Most of us engage in intercessory prayer at least on occasion, if not on a regular basis. In addition to whatever other forms our prayer takes – whether it is praying with scripture, centering prayer or something else – we pray for ourselves, others, the world. When we are not praying for our own needs, the first thing we tend to think of is praying for the needs of our family and friends and others who are close to us.
The other day my friend Teresa shared a blog post that described a Lenten practice the author engaged in. Before the beginning of Lent, the author takes her calendar and writes on one of the 40 days the name of someone she is “not too fond of” (a description that could cover a lot). When that day arrives, she offers her prayers and petitions, frustrations, joys, and sufferings for the person’s intentions.

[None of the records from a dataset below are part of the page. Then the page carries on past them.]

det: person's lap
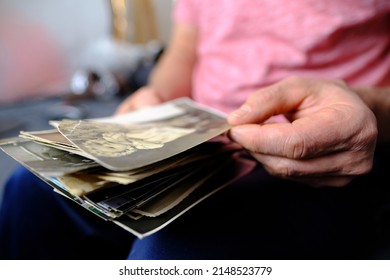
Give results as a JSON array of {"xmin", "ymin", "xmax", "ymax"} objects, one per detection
[
  {"xmin": 1, "ymin": 156, "xmax": 390, "ymax": 259},
  {"xmin": 128, "ymin": 164, "xmax": 386, "ymax": 259},
  {"xmin": 0, "ymin": 165, "xmax": 134, "ymax": 259}
]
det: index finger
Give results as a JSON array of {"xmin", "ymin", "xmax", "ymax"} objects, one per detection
[
  {"xmin": 228, "ymin": 77, "xmax": 328, "ymax": 125},
  {"xmin": 229, "ymin": 108, "xmax": 356, "ymax": 159}
]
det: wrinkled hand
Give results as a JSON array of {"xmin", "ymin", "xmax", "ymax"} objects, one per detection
[
  {"xmin": 228, "ymin": 77, "xmax": 378, "ymax": 187},
  {"xmin": 115, "ymin": 86, "xmax": 162, "ymax": 115}
]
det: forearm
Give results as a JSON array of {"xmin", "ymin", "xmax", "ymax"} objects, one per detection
[
  {"xmin": 354, "ymin": 86, "xmax": 390, "ymax": 144},
  {"xmin": 148, "ymin": 48, "xmax": 194, "ymax": 102},
  {"xmin": 114, "ymin": 24, "xmax": 197, "ymax": 115},
  {"xmin": 147, "ymin": 24, "xmax": 197, "ymax": 102}
]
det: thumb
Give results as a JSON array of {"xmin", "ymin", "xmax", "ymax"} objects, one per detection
[{"xmin": 228, "ymin": 77, "xmax": 318, "ymax": 125}]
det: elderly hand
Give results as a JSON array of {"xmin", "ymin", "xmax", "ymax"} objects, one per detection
[{"xmin": 228, "ymin": 77, "xmax": 378, "ymax": 187}]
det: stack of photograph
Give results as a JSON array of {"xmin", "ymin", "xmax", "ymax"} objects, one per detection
[{"xmin": 0, "ymin": 98, "xmax": 256, "ymax": 238}]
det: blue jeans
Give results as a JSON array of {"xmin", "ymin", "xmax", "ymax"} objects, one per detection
[
  {"xmin": 0, "ymin": 165, "xmax": 134, "ymax": 259},
  {"xmin": 1, "ymin": 156, "xmax": 390, "ymax": 259}
]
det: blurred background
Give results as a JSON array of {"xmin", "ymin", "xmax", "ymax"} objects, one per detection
[{"xmin": 0, "ymin": 0, "xmax": 174, "ymax": 194}]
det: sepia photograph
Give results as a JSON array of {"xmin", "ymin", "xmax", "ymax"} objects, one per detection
[{"xmin": 57, "ymin": 98, "xmax": 231, "ymax": 171}]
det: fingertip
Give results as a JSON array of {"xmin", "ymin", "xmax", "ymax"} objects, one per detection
[
  {"xmin": 114, "ymin": 107, "xmax": 124, "ymax": 116},
  {"xmin": 227, "ymin": 104, "xmax": 251, "ymax": 125},
  {"xmin": 227, "ymin": 125, "xmax": 248, "ymax": 143},
  {"xmin": 114, "ymin": 103, "xmax": 131, "ymax": 116}
]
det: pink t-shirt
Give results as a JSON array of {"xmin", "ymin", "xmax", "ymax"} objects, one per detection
[{"xmin": 174, "ymin": 0, "xmax": 390, "ymax": 113}]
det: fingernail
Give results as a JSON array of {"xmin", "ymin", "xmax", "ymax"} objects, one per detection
[{"xmin": 228, "ymin": 126, "xmax": 246, "ymax": 142}]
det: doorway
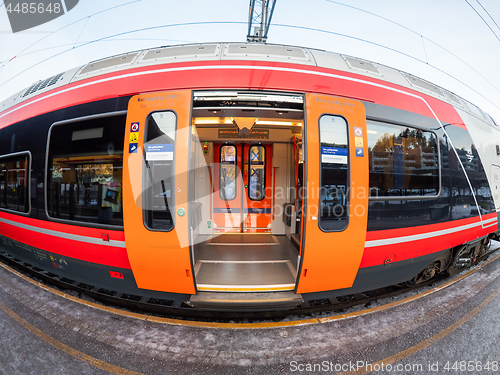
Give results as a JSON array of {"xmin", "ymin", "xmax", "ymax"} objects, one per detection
[{"xmin": 188, "ymin": 90, "xmax": 304, "ymax": 293}]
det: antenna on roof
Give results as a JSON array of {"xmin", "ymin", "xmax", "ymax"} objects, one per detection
[{"xmin": 246, "ymin": 0, "xmax": 277, "ymax": 43}]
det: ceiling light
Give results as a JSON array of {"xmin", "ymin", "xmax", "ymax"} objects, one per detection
[{"xmin": 255, "ymin": 120, "xmax": 294, "ymax": 126}]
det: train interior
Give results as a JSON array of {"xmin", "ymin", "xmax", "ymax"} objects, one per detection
[{"xmin": 188, "ymin": 91, "xmax": 304, "ymax": 299}]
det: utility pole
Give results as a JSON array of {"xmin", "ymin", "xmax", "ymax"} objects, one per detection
[{"xmin": 247, "ymin": 0, "xmax": 277, "ymax": 43}]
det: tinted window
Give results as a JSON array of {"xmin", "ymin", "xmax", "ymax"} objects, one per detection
[
  {"xmin": 47, "ymin": 115, "xmax": 125, "ymax": 225},
  {"xmin": 0, "ymin": 153, "xmax": 30, "ymax": 213},
  {"xmin": 143, "ymin": 111, "xmax": 176, "ymax": 231},
  {"xmin": 319, "ymin": 115, "xmax": 349, "ymax": 231},
  {"xmin": 444, "ymin": 124, "xmax": 495, "ymax": 214},
  {"xmin": 367, "ymin": 121, "xmax": 439, "ymax": 198}
]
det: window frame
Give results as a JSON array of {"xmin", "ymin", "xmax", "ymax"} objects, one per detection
[
  {"xmin": 0, "ymin": 151, "xmax": 31, "ymax": 216},
  {"xmin": 44, "ymin": 111, "xmax": 127, "ymax": 228},
  {"xmin": 219, "ymin": 144, "xmax": 238, "ymax": 201},
  {"xmin": 318, "ymin": 114, "xmax": 351, "ymax": 233},
  {"xmin": 142, "ymin": 110, "xmax": 178, "ymax": 233},
  {"xmin": 366, "ymin": 119, "xmax": 442, "ymax": 201},
  {"xmin": 248, "ymin": 144, "xmax": 267, "ymax": 202}
]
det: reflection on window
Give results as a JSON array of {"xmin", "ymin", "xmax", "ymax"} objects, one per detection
[
  {"xmin": 367, "ymin": 121, "xmax": 439, "ymax": 198},
  {"xmin": 220, "ymin": 145, "xmax": 237, "ymax": 201},
  {"xmin": 249, "ymin": 145, "xmax": 266, "ymax": 201},
  {"xmin": 47, "ymin": 115, "xmax": 125, "ymax": 225},
  {"xmin": 319, "ymin": 115, "xmax": 349, "ymax": 231},
  {"xmin": 0, "ymin": 154, "xmax": 29, "ymax": 213},
  {"xmin": 143, "ymin": 111, "xmax": 176, "ymax": 231},
  {"xmin": 444, "ymin": 124, "xmax": 495, "ymax": 214}
]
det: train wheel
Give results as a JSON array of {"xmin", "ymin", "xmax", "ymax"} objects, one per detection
[{"xmin": 404, "ymin": 261, "xmax": 441, "ymax": 286}]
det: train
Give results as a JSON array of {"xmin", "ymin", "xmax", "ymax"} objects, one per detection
[{"xmin": 1, "ymin": 42, "xmax": 499, "ymax": 311}]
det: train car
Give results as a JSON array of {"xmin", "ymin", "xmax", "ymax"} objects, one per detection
[{"xmin": 1, "ymin": 43, "xmax": 499, "ymax": 311}]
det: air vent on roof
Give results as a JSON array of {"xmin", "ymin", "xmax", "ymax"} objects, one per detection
[
  {"xmin": 479, "ymin": 108, "xmax": 493, "ymax": 123},
  {"xmin": 78, "ymin": 52, "xmax": 140, "ymax": 76},
  {"xmin": 404, "ymin": 74, "xmax": 444, "ymax": 97},
  {"xmin": 443, "ymin": 91, "xmax": 462, "ymax": 106},
  {"xmin": 224, "ymin": 44, "xmax": 310, "ymax": 62},
  {"xmin": 342, "ymin": 56, "xmax": 380, "ymax": 75},
  {"xmin": 141, "ymin": 44, "xmax": 220, "ymax": 62},
  {"xmin": 22, "ymin": 73, "xmax": 64, "ymax": 97},
  {"xmin": 464, "ymin": 101, "xmax": 493, "ymax": 124}
]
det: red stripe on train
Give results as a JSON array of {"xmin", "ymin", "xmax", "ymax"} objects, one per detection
[
  {"xmin": 365, "ymin": 213, "xmax": 496, "ymax": 241},
  {"xmin": 0, "ymin": 211, "xmax": 125, "ymax": 241},
  {"xmin": 360, "ymin": 213, "xmax": 497, "ymax": 268},
  {"xmin": 0, "ymin": 212, "xmax": 130, "ymax": 269}
]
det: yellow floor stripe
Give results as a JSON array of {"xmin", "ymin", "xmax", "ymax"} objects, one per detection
[
  {"xmin": 0, "ymin": 252, "xmax": 499, "ymax": 329},
  {"xmin": 337, "ymin": 287, "xmax": 500, "ymax": 375},
  {"xmin": 0, "ymin": 300, "xmax": 146, "ymax": 375}
]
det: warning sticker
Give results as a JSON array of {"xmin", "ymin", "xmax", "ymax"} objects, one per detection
[
  {"xmin": 130, "ymin": 122, "xmax": 140, "ymax": 132},
  {"xmin": 354, "ymin": 127, "xmax": 363, "ymax": 137},
  {"xmin": 129, "ymin": 133, "xmax": 139, "ymax": 143},
  {"xmin": 355, "ymin": 137, "xmax": 363, "ymax": 147}
]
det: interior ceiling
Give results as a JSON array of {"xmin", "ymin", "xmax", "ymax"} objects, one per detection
[
  {"xmin": 193, "ymin": 116, "xmax": 303, "ymax": 128},
  {"xmin": 192, "ymin": 107, "xmax": 303, "ymax": 120},
  {"xmin": 192, "ymin": 91, "xmax": 304, "ymax": 134}
]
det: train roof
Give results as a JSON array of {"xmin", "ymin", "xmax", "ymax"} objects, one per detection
[{"xmin": 1, "ymin": 42, "xmax": 497, "ymax": 128}]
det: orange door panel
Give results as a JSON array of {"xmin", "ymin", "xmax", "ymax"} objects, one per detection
[
  {"xmin": 123, "ymin": 90, "xmax": 195, "ymax": 294},
  {"xmin": 296, "ymin": 94, "xmax": 368, "ymax": 293}
]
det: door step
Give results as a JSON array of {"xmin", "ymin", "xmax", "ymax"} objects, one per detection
[
  {"xmin": 195, "ymin": 260, "xmax": 296, "ymax": 292},
  {"xmin": 188, "ymin": 291, "xmax": 304, "ymax": 311}
]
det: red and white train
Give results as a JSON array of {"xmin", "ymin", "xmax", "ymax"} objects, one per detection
[{"xmin": 0, "ymin": 43, "xmax": 499, "ymax": 310}]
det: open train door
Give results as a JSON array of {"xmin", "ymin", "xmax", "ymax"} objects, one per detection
[
  {"xmin": 122, "ymin": 90, "xmax": 195, "ymax": 294},
  {"xmin": 296, "ymin": 94, "xmax": 369, "ymax": 293}
]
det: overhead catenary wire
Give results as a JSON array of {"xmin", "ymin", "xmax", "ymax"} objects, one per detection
[
  {"xmin": 3, "ymin": 0, "xmax": 142, "ymax": 64},
  {"xmin": 475, "ymin": 0, "xmax": 500, "ymax": 31},
  {"xmin": 1, "ymin": 1, "xmax": 499, "ymax": 114},
  {"xmin": 465, "ymin": 0, "xmax": 500, "ymax": 42},
  {"xmin": 324, "ymin": 0, "xmax": 500, "ymax": 97},
  {"xmin": 1, "ymin": 19, "xmax": 499, "ymax": 114}
]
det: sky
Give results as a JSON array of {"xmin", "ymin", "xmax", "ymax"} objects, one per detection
[{"xmin": 0, "ymin": 0, "xmax": 499, "ymax": 122}]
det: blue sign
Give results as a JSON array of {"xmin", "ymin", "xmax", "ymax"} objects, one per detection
[
  {"xmin": 129, "ymin": 143, "xmax": 138, "ymax": 153},
  {"xmin": 322, "ymin": 146, "xmax": 348, "ymax": 164},
  {"xmin": 146, "ymin": 144, "xmax": 174, "ymax": 161},
  {"xmin": 355, "ymin": 147, "xmax": 364, "ymax": 157}
]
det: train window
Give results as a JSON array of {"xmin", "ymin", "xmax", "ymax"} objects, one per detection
[
  {"xmin": 143, "ymin": 111, "xmax": 176, "ymax": 231},
  {"xmin": 444, "ymin": 124, "xmax": 495, "ymax": 214},
  {"xmin": 220, "ymin": 145, "xmax": 237, "ymax": 201},
  {"xmin": 47, "ymin": 114, "xmax": 126, "ymax": 226},
  {"xmin": 319, "ymin": 115, "xmax": 349, "ymax": 232},
  {"xmin": 367, "ymin": 121, "xmax": 439, "ymax": 198},
  {"xmin": 0, "ymin": 153, "xmax": 30, "ymax": 214},
  {"xmin": 248, "ymin": 145, "xmax": 266, "ymax": 201}
]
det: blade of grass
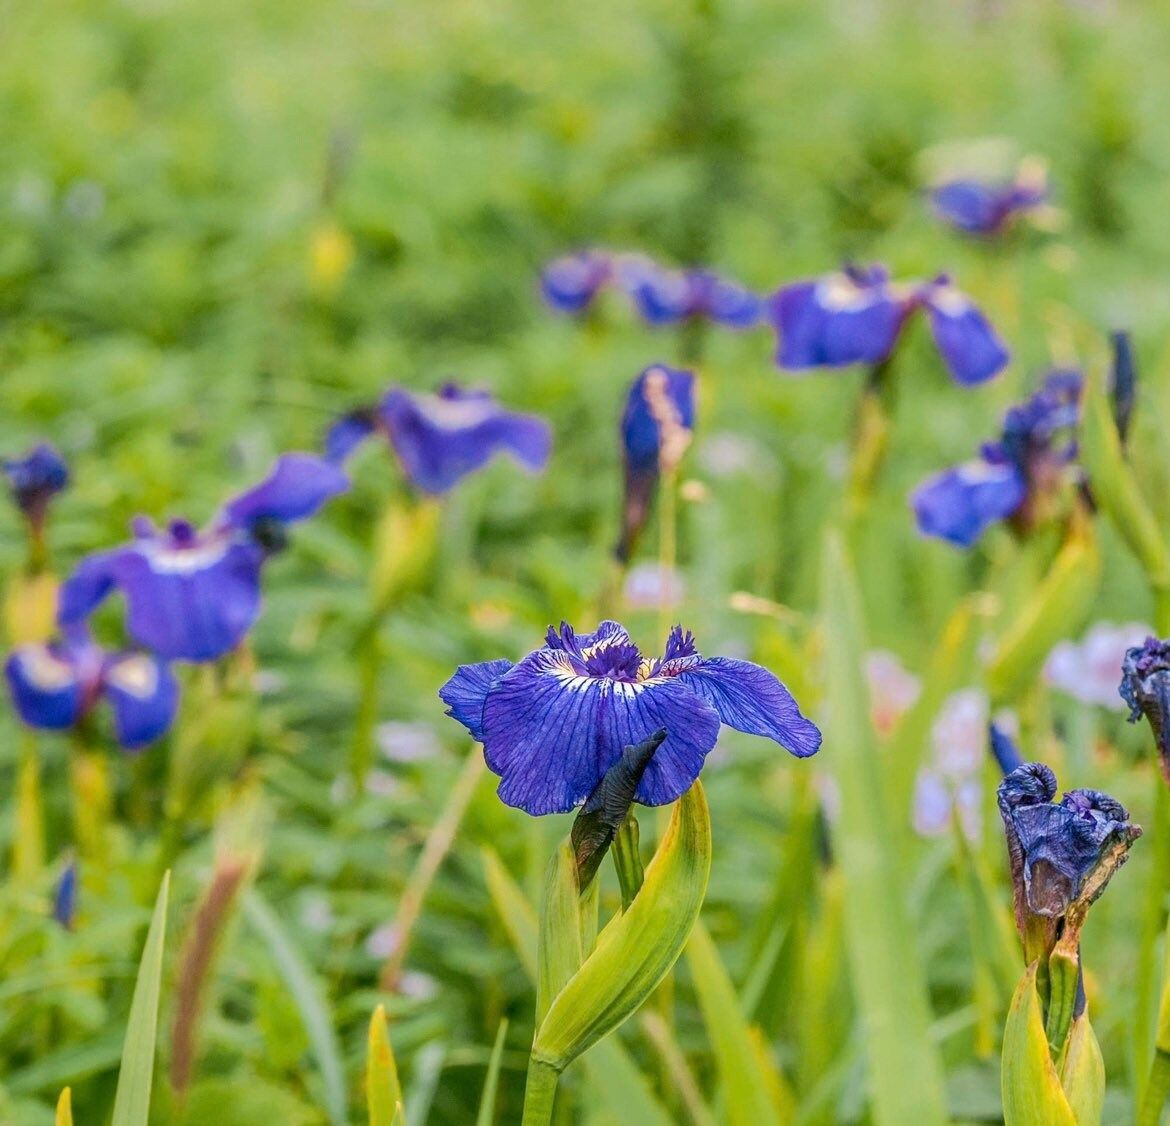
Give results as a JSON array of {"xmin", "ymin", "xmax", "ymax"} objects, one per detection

That struck me as a wonderful Lenten practice, indeed a practice for all year. In Matthew’s Gospel Jesus tells us to love our enemies and pray for those who persecute us, chiding us that loving and caring for those who we love or are good to us is not enough.
Whether it is someone who has hurt you, someone who has done something to irritate you, someone who rubs you the wrong way, someone you are just “not too fond of”, why not find some time to pray for their wellbeing during this Lent. I know I plan to do so. I suspect that we may, as the author of the blog post does, find the practice to be a transformative one.